III. UNTIL THE MID-80S: THE BUS ERA
From the 50s to the mid-80s, the typical size of electronic systems for experimental physics has grown from one, to a few, then tens of crates. Backplane bus standardization was a key activity and interconnecting multiple crates with point-to-point links was the way to grow beyond the limitations imposed by a single enclosure. Several key standards were established by the nuclear science community: NIM (Nuclear Instrumentation Methods, standard DOE/ER-0457 established in 1964), CAMAC (Computer Automated Measurement And Control, European ESONE, US NIM standard EUR 4100/IEC 516 established in 1968) and FastBus (ANSI/IEEE 960-1986, IEC 935) [4] , [5] . FastBus was successfully used in many major physics experiments in the 80s (over 20 publications related to Fastbus appear in [6] ), but the complexity of the standard and the lack of acceptance by the industry mass market made users' interest shift towards the VMEbus (Versa Module Europe) [7] and VXI (VME eXtensions for Instrumentation). For these various bus 0018-9499/$20.00 © 2006 IEEE standards, inter-crate links running at up to 20 MB/s over several meters were based on parallel flat ribbon cables using TTL or ECL signaling levels. To interconnect VME crates, the VICbus [8] was popular. Up to 33 MB/s transfer rates could be achieved over several meters using 64 twisted-pair cables.
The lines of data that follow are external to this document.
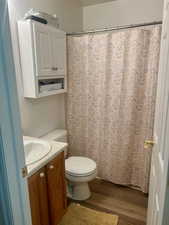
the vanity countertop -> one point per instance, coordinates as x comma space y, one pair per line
56, 148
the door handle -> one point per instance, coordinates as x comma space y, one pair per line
149, 144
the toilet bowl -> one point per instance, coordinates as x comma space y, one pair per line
79, 171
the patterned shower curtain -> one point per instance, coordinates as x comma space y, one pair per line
112, 80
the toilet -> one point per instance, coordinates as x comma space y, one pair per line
79, 170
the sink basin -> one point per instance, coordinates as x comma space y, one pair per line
35, 150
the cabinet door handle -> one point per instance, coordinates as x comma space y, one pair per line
54, 68
42, 175
51, 167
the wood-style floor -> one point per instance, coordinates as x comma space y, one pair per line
130, 205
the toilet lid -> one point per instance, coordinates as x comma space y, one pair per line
80, 166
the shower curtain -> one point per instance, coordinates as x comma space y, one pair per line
112, 80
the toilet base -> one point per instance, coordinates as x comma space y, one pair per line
78, 191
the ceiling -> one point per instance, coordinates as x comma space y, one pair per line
93, 2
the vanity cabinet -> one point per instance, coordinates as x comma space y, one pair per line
47, 192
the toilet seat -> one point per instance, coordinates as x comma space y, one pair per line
80, 166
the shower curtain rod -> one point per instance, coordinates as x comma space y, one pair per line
116, 28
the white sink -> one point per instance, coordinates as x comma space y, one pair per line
35, 150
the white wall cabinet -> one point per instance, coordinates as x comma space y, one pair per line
43, 59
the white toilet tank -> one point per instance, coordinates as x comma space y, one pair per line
59, 135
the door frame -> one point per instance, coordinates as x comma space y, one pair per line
14, 198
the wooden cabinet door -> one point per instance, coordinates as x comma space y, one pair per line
38, 198
56, 189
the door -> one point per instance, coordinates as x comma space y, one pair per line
58, 52
56, 189
14, 204
160, 155
38, 198
43, 51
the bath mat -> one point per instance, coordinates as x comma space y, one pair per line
79, 215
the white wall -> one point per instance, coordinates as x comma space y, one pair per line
121, 12
42, 115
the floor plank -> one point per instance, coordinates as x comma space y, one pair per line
130, 205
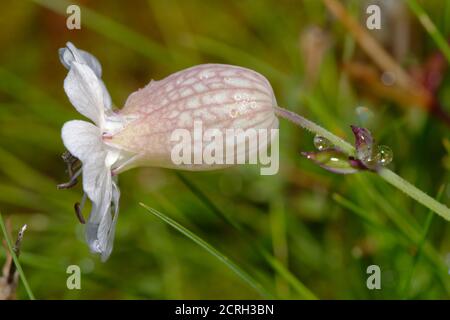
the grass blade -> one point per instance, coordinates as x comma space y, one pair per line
16, 260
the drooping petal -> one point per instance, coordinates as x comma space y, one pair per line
85, 92
100, 228
71, 53
82, 139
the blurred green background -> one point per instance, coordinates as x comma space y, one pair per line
304, 232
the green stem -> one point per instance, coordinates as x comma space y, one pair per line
16, 260
384, 173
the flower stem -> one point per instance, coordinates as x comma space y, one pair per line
388, 175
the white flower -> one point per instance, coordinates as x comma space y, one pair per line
86, 141
221, 97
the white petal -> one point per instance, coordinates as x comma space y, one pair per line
85, 92
100, 229
83, 140
71, 53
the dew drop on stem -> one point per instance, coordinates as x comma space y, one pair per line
322, 143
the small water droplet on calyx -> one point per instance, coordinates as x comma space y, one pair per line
322, 143
383, 155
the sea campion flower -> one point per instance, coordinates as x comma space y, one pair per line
222, 97
139, 134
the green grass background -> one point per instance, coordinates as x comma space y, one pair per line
302, 233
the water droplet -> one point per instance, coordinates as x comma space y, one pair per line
322, 143
364, 115
388, 78
383, 155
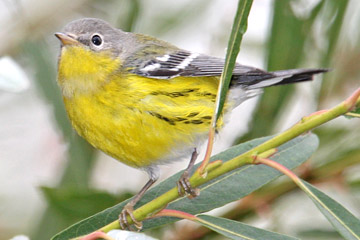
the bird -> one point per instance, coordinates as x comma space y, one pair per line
144, 101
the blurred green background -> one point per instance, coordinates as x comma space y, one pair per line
50, 178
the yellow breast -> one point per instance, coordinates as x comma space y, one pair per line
139, 121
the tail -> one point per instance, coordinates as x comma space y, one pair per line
261, 79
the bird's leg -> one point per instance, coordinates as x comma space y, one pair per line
129, 207
183, 183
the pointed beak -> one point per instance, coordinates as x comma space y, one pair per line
66, 39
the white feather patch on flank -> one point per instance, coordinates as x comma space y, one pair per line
268, 82
151, 67
185, 62
163, 58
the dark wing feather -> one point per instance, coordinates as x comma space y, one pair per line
184, 63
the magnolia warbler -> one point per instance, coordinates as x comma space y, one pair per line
144, 101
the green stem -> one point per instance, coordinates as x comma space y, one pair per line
306, 124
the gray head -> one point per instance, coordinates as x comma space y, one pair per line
94, 33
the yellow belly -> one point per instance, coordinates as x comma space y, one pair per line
142, 121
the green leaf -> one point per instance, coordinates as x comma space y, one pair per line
75, 204
286, 47
216, 193
237, 230
238, 30
342, 220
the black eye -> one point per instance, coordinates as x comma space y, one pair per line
96, 40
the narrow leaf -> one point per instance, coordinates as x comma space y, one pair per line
238, 30
237, 230
342, 220
216, 193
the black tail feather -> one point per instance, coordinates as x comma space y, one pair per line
260, 79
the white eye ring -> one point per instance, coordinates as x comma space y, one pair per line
97, 40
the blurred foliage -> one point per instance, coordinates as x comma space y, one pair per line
318, 38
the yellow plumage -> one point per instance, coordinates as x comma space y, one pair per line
137, 120
144, 101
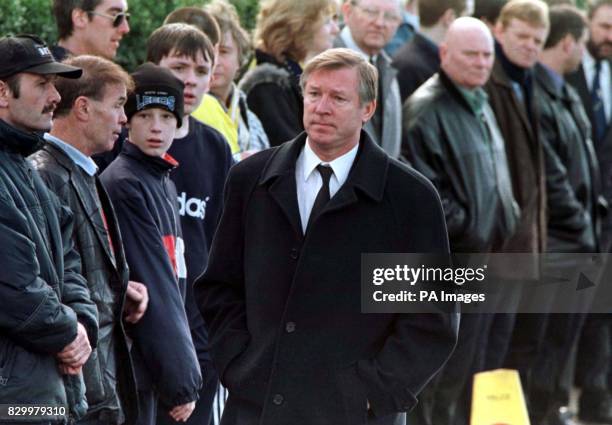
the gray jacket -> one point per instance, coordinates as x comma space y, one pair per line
43, 295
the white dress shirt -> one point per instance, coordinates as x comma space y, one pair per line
309, 181
80, 159
605, 80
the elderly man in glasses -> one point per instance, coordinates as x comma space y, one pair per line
370, 24
93, 27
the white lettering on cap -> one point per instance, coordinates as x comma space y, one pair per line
144, 101
43, 50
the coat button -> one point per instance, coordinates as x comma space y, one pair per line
278, 399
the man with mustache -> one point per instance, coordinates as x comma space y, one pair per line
593, 81
48, 323
87, 121
468, 165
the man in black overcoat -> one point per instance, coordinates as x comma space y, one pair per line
282, 295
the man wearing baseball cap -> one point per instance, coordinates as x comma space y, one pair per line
48, 324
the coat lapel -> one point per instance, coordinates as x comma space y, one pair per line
279, 175
86, 198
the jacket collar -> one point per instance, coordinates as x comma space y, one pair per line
16, 141
368, 174
158, 165
452, 89
546, 82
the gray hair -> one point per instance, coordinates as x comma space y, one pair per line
345, 58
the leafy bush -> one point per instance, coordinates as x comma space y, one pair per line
35, 17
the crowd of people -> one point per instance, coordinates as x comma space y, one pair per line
190, 229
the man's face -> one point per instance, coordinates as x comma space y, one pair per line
576, 51
195, 74
152, 130
600, 26
468, 58
108, 117
372, 23
33, 109
333, 114
521, 42
101, 38
227, 65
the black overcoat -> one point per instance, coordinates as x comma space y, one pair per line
284, 310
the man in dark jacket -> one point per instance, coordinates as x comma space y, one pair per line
593, 81
520, 33
48, 323
87, 121
144, 197
574, 205
452, 137
419, 59
281, 293
370, 24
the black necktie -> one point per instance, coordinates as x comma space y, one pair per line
323, 196
599, 113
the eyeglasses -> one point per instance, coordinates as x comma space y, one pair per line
372, 13
117, 19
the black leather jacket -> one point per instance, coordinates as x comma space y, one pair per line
42, 294
108, 374
575, 206
446, 141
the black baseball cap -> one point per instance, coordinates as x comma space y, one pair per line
28, 53
155, 87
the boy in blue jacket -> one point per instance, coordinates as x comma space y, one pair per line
144, 197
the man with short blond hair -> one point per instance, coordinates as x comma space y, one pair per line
303, 200
520, 33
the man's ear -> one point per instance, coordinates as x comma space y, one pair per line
346, 9
82, 109
567, 43
5, 94
79, 18
368, 111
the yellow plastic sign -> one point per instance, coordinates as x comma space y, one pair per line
498, 399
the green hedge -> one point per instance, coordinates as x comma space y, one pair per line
34, 17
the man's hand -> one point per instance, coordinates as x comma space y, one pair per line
136, 301
77, 352
69, 370
181, 413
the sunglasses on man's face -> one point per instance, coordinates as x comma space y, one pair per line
117, 19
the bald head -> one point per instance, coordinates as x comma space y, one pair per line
467, 52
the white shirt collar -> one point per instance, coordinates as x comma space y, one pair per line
341, 165
83, 161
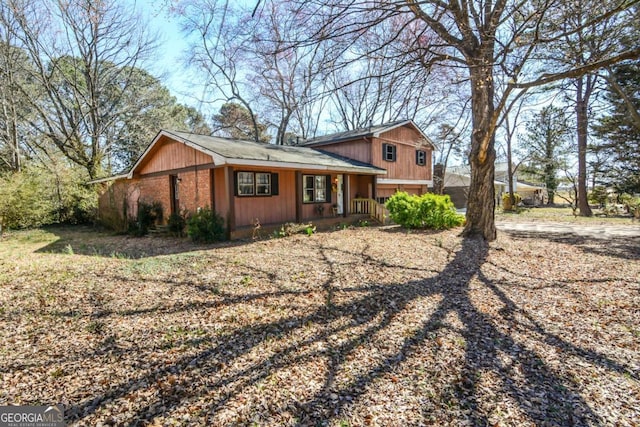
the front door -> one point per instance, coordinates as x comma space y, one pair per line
340, 194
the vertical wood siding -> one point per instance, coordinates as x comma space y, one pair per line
357, 150
268, 210
407, 141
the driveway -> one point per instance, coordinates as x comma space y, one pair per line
597, 231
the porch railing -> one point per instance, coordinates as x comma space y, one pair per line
370, 207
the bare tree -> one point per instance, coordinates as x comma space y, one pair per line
490, 41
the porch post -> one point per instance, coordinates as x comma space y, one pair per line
345, 195
374, 187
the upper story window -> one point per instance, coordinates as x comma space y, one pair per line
421, 157
389, 152
256, 184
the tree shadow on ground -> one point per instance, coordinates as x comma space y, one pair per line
619, 247
86, 240
522, 374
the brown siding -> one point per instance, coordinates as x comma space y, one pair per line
171, 155
405, 166
194, 189
357, 150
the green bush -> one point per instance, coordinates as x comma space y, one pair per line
427, 211
148, 214
506, 201
39, 196
632, 204
206, 226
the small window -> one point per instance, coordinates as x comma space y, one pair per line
389, 152
256, 184
246, 184
421, 157
315, 188
263, 184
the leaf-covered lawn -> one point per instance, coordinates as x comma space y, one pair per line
356, 327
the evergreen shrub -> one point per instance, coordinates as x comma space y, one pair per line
426, 211
206, 226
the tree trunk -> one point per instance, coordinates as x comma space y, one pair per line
582, 102
481, 200
512, 196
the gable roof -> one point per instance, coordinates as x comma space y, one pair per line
372, 131
226, 151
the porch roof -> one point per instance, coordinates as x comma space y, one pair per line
226, 151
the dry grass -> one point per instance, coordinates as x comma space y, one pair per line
349, 328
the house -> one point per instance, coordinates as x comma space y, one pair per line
249, 183
458, 178
400, 148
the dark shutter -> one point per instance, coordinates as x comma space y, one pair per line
235, 183
328, 193
274, 184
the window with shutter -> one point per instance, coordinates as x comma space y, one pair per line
256, 184
389, 152
316, 188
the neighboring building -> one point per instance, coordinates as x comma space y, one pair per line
249, 183
458, 178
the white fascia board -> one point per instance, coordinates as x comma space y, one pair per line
405, 181
288, 165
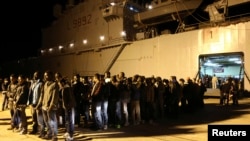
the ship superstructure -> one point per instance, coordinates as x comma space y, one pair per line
158, 37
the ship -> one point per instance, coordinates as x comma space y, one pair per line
182, 38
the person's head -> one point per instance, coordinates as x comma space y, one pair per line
6, 80
77, 78
21, 79
107, 74
96, 77
37, 75
13, 78
48, 75
58, 76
Commercial networking technologies included Fiber Distributed Data Interface (FDDI) [9] running at 100 Mbps over optical media, Ethernet based on a shared media (10 Mbps) [10] , and Token Ring (4.16 Mbps), a technology originating from IBM standardized with minor variations by the IEEE 802.5 working group [11] .
Optical links running at 100 Mbps were the highest practical speed available at relatively low cost thanks to the support of industry to the FDDI market. Dedicated chipsets such as Advanced Micro Devices TAXIchip™ [12] provided a ready-to-use solution for point-to-point links running at up to 140 Mbps over fiber-optic, coaxial cable or twisted pair media. Some applications of these devices are reported in [13] , and notably in [14] where 128 optical links running in parallel were used for the readout of a time projection chamber.
IV. LATE 80S TO MID 90S: THE TRANSPUTER AND DSP ERA Backplane buses played a central role for gathering detector data until bandwidth limitations became a critical bottleneck. To increase throughput, switched-based systems with multiple high speed links were introduced. Standard buses were nonetheless kept for mechanics, power, cooling, configuration, slow control, monitoring, and less demanding DAQ tasks.
A. Transputers
One of the most innovative products in the history of micro-processors is certainly the Transputer (trans-istor com-puter) introduced by INMOS in 1984 [15] . The basic idea is to integrate on the same silicon die a microprocessor core, a memory and communication links. By assembling many of these individually simple devices, parallel systems capable of performing complex tasks could be devised. A Transputer had 4 bi-directional links, running concurrently with the CPU. Operating speed was 5 Mbps for the first generation of Transputers, and reached 100 Mbps for the last model (T9000). Cross-point switches were also available to built complex network topologies. The C104 chip integrated 32 ports at 100 Mbps on a single die [16] . Transputers and their companion switch devices found numerous applications in instrumentation. A few examples are the event builder of the Zeus experiment [17] , the DAQ system of the GA.SP experiment [18] , the second level trigger of L3 experiment [19] , and on-line filtering in CPLEAR [20] . A 1024-node system based on the C104 packet switch was constructed [21] .
Transputer links used a clever scheme called Data Strobe (DS) encoding: data is sent on the Data line unmodified; the Strobe line changes state only if a data bit has the same value as the previous one. The exclusive OR of the Data and Strobe lines provides the receiver with the reconstructed clock (dual-edge) for sampling the Data line. This scheme is simple, does not require any PLL, allows for a full bit period of skew tolerance, and is auto-baud rate for the receiver. Several successor standards exploit this data encoding scheme: IEEE Std. 1355 [22] , Firewire [23] , and SpaceWire [24] .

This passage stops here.